Re: [PATCH] drm/vmwgfx: Filter modes which exceed 3/4 of graphics memory.

Zack Rusin <zack.rusin@xxxxxxxxxxxx> · Tue, 30 Jan 2024 21:31:29 -0500

On Tue, Jan 30, 2024 at 6:50 PM Daniel Stone <daniel@xxxxxxxxxxxxx> wrote:
>
> Hi,
>
> On Tue, 30 Jan 2024 at 18:39, Zack Rusin <zack.rusin@xxxxxxxxxxxx> wrote:
> > In general, yes. Of course it's a little more convoluted because we'll
> > act like OpenGL runtime here (i.e. glXSwapBuffers), i.e. our driver
> > will fake page-flips because the only memory we'll have is a single
> > buffer as the actual page-flipping happens in the presentation code on
> > the host. So the guest is not aware of the actual presentation (it's
> > also why we don't have any sort of vblank signaling in vmwgfx, the
> > concept just doesn't exist for us). i.e. on para-virtualized drivers
> > the actual page-flips will be property of the presentation code that's
> > outside of the guest. It's definitely one those things that I wanted
> > to have a good solution for in a while, in particular to have a better
> > story behind vblank handling, but it's difficult because
> > "presentation" on vm's is in general difficult to define - it might be
> > some vnc connected host on the other continent. Having said that
> > that's basically a wonky VRR display so we should be able to handle
> > our presentation as VRR and give more control of updates to the guest,
> > but we haven't done it yet.
>
> Please don't.
>
> Photon time is _a_ useful metric, but only backwards-informational.
> It's nice to give userspace a good forward estimate of when pixels
> will hit retinas, but as it's not fully reliable, the main part is
> being able to let it know when it did happen so it can adjust. Given
> that it's not reliable, we can't use it as a basis for preparing
> submissions though, so we don't, even on bare-metal drivers.
>
> As you've noted though, it really falls apart on non-bare-metal cases,
> especially where latency vastly exceeds throughput, or when either is
> hugely variable. So we don't ever use it as a basis.
>
> VRR is worse though. The FRR model is 'you can display new content
> every $period, and here's your basis so you can calibrate phase'. The
> VRR model is 'you can display new content so rapidly it's not worth
> trying to quantise, just fire it as rapidly as possible'. That's a
> world away from 'errrr ... might be 16ms, might be 500? dunno really'.
>
> The entire model we have is that basis timing flows backwards. The
> 'hardware' gives us a deadline, KMS angles to meet that with a small
> margin, the compositor angles to meet that with a margin again, and it
> lines up client repaints to hit that window too. Everything works on
> that model, so it's not super surprising that using svga is - to quote
> one of Weston's DRM-backend people who uses ESXi - 'a juddery mess'.

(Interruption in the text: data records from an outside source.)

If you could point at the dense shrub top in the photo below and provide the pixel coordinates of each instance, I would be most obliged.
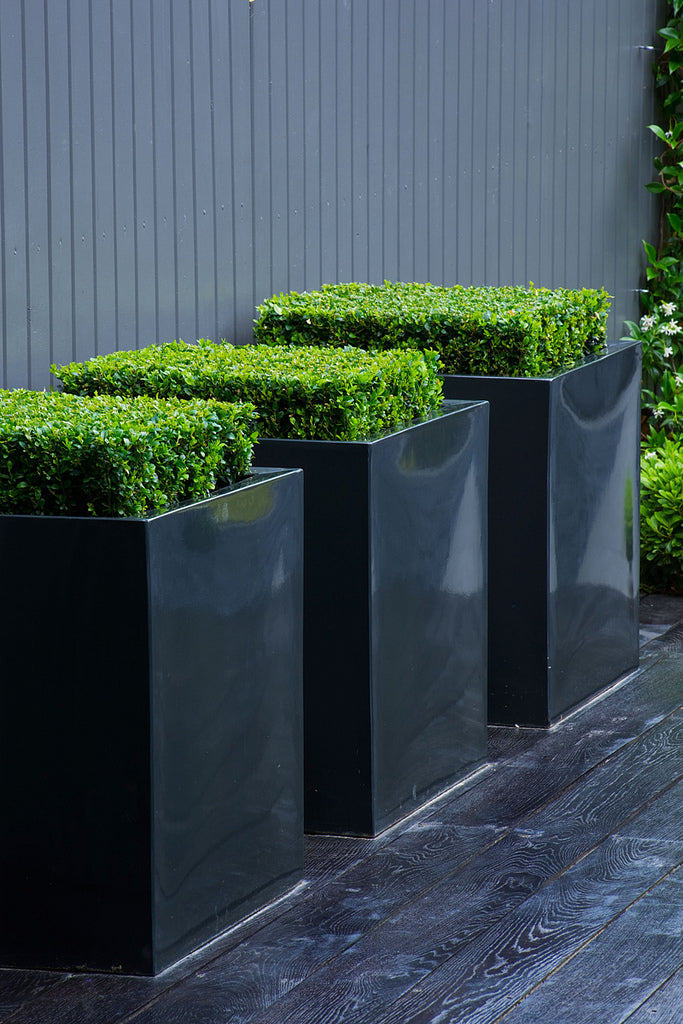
(324, 394)
(65, 455)
(512, 332)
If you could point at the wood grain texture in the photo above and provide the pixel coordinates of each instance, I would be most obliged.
(509, 960)
(664, 1007)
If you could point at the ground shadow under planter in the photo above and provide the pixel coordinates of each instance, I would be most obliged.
(563, 532)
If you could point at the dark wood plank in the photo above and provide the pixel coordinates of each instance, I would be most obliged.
(17, 987)
(439, 927)
(438, 883)
(483, 890)
(504, 964)
(628, 963)
(665, 1007)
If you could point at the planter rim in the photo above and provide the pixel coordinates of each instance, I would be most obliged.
(447, 407)
(257, 475)
(611, 348)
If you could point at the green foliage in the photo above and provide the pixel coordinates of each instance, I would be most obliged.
(65, 455)
(513, 332)
(659, 331)
(299, 392)
(662, 515)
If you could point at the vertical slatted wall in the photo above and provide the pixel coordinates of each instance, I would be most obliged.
(166, 164)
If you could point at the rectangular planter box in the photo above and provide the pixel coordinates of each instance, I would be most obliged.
(151, 726)
(394, 615)
(563, 532)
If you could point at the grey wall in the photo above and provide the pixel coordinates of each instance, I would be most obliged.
(167, 164)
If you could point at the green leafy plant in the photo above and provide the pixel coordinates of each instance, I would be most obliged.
(498, 331)
(662, 336)
(66, 455)
(299, 392)
(662, 515)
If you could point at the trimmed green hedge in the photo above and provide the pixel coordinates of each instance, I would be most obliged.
(511, 332)
(324, 394)
(660, 517)
(63, 455)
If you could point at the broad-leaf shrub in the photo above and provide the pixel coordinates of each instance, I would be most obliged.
(65, 455)
(325, 394)
(662, 515)
(514, 332)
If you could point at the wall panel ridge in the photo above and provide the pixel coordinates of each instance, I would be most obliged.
(165, 166)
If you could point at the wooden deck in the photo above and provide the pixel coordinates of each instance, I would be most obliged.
(548, 887)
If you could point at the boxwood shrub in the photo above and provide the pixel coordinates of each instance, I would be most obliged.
(299, 392)
(65, 455)
(508, 331)
(662, 517)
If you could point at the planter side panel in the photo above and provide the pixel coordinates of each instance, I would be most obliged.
(517, 543)
(337, 712)
(75, 744)
(226, 635)
(594, 527)
(428, 520)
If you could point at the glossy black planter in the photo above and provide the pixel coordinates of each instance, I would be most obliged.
(562, 531)
(151, 726)
(394, 615)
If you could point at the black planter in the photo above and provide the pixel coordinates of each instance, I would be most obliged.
(151, 726)
(563, 534)
(394, 615)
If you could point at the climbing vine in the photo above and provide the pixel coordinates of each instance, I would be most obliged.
(660, 330)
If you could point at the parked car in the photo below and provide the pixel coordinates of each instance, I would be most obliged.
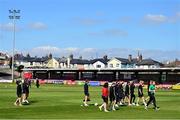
(176, 86)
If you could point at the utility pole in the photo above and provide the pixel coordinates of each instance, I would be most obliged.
(13, 15)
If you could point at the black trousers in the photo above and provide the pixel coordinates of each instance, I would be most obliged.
(132, 98)
(152, 99)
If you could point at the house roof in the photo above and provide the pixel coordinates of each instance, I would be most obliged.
(123, 60)
(31, 59)
(99, 59)
(79, 61)
(149, 62)
(62, 60)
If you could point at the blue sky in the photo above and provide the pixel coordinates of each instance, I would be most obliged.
(93, 25)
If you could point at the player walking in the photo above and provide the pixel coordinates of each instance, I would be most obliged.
(152, 88)
(140, 93)
(86, 93)
(104, 97)
(112, 96)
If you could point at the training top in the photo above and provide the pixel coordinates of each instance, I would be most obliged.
(152, 89)
(132, 87)
(19, 89)
(86, 88)
(140, 89)
(105, 92)
(112, 91)
(127, 89)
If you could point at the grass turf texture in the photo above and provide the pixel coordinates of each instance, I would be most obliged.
(64, 102)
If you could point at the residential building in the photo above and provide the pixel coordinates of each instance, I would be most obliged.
(53, 63)
(148, 63)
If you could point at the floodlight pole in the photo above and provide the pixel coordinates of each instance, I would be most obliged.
(13, 16)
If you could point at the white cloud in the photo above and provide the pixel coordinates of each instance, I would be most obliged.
(155, 18)
(88, 21)
(110, 32)
(43, 50)
(9, 27)
(89, 53)
(38, 26)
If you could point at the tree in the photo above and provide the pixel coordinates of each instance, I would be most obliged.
(20, 69)
(10, 62)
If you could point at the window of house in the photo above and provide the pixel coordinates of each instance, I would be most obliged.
(117, 65)
(98, 66)
(111, 65)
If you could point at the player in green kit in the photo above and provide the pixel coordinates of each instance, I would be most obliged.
(152, 88)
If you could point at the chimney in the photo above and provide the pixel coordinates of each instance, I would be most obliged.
(105, 57)
(80, 57)
(71, 56)
(130, 58)
(139, 58)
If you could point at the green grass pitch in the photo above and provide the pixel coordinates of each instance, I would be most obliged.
(64, 102)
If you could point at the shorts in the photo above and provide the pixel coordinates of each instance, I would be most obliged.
(140, 95)
(126, 95)
(112, 98)
(86, 94)
(105, 99)
(19, 94)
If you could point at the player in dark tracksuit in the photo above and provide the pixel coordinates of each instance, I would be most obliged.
(117, 93)
(121, 93)
(127, 93)
(112, 96)
(140, 93)
(25, 91)
(152, 89)
(132, 95)
(19, 93)
(86, 93)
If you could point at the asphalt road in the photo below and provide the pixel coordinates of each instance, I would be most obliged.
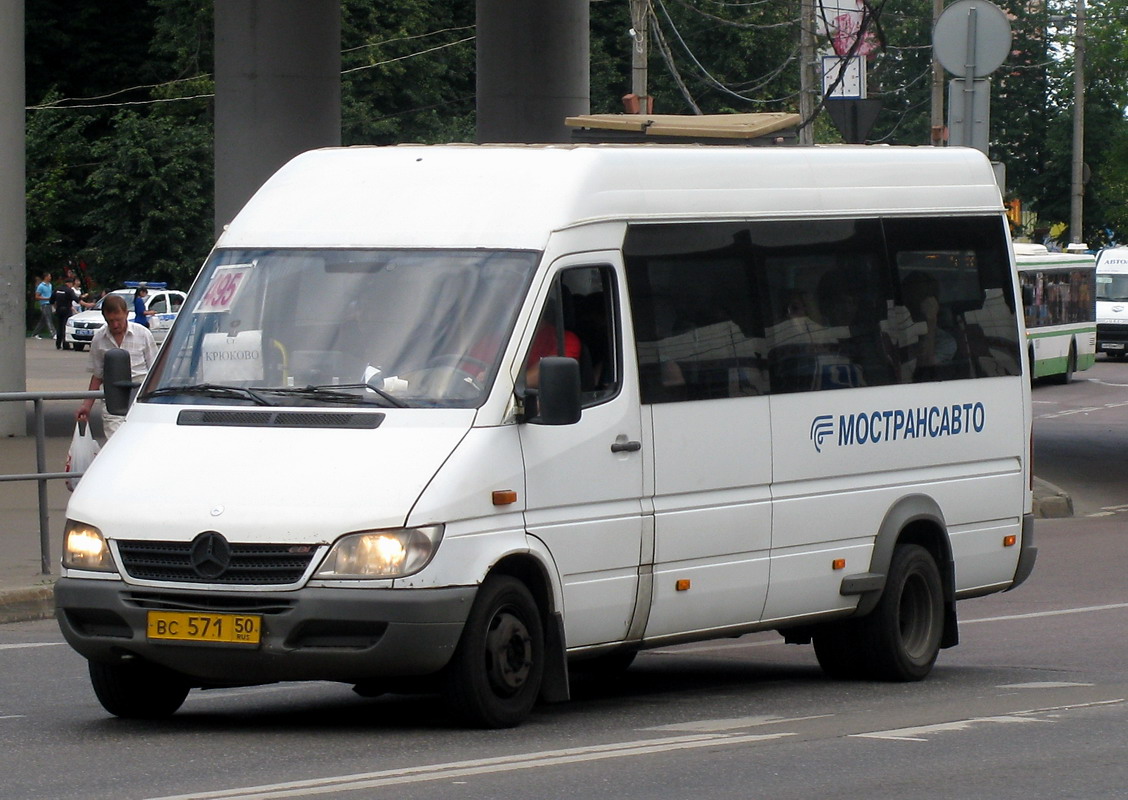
(1033, 703)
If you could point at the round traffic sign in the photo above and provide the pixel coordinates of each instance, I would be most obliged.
(971, 34)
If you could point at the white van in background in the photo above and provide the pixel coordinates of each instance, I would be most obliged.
(1112, 301)
(459, 416)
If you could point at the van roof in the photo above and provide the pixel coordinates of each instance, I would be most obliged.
(512, 196)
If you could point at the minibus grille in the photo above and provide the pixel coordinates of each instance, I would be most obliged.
(246, 564)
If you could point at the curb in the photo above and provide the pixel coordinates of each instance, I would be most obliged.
(27, 605)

That's very hurtful. Or it would be but of course you didn't believe
them because they're working on Weston so clearly don't make good
choices in general, right? The presentation on esxi is just as smooth
as it is by default on Ubuntu on new hardware...

> Given that the entire ecosystem is based on this model, I don't think
> there's an easy way out where svga just does something wildly
> different. The best way to fix it is to probably work on predictable
> quantisation with updates: pick 5/12/47/60Hz to quantise to based on
> your current throughput, with something similar to hotplug/LINK_STATUS
> and faked EDID to let userspace know when the period changes. If you
> have variability within the cycle, e.g. dropped frames, then just suck
> it up and keep the illusion alive to userspace that it's presenting to
> a fixed period, and if/when you calculate there's a better
> quantisation then let userspace know what it is so it can adjust.
>
> But there's really no future in just doing random presentation rates,
> because that's not the API anyone has written for.

See, my hope was that with vrr we could layer the weird remote
presentation semantics of virtualized guest on top of the same
infrastructure that would be used on real hardware. If you're saying
that it's not the way userspace will work, then yea, that doesn't
help. My issue, that's general for para-virtualized drivers, is that
any behavior that differs from hw drivers means that it's going to
break at some point, we see that even for basic things like the
update-layout hotplug events that have been largely standardized for
many years. I'm assuming that refresh-rate-changed will result in the
same regressions, but fwiw if I can implement FRR correctly and punt
any issues that arise due to changes in the FRR as issues in userspace
then that does make my life a lot easier, so I'm not going to object
to that.

z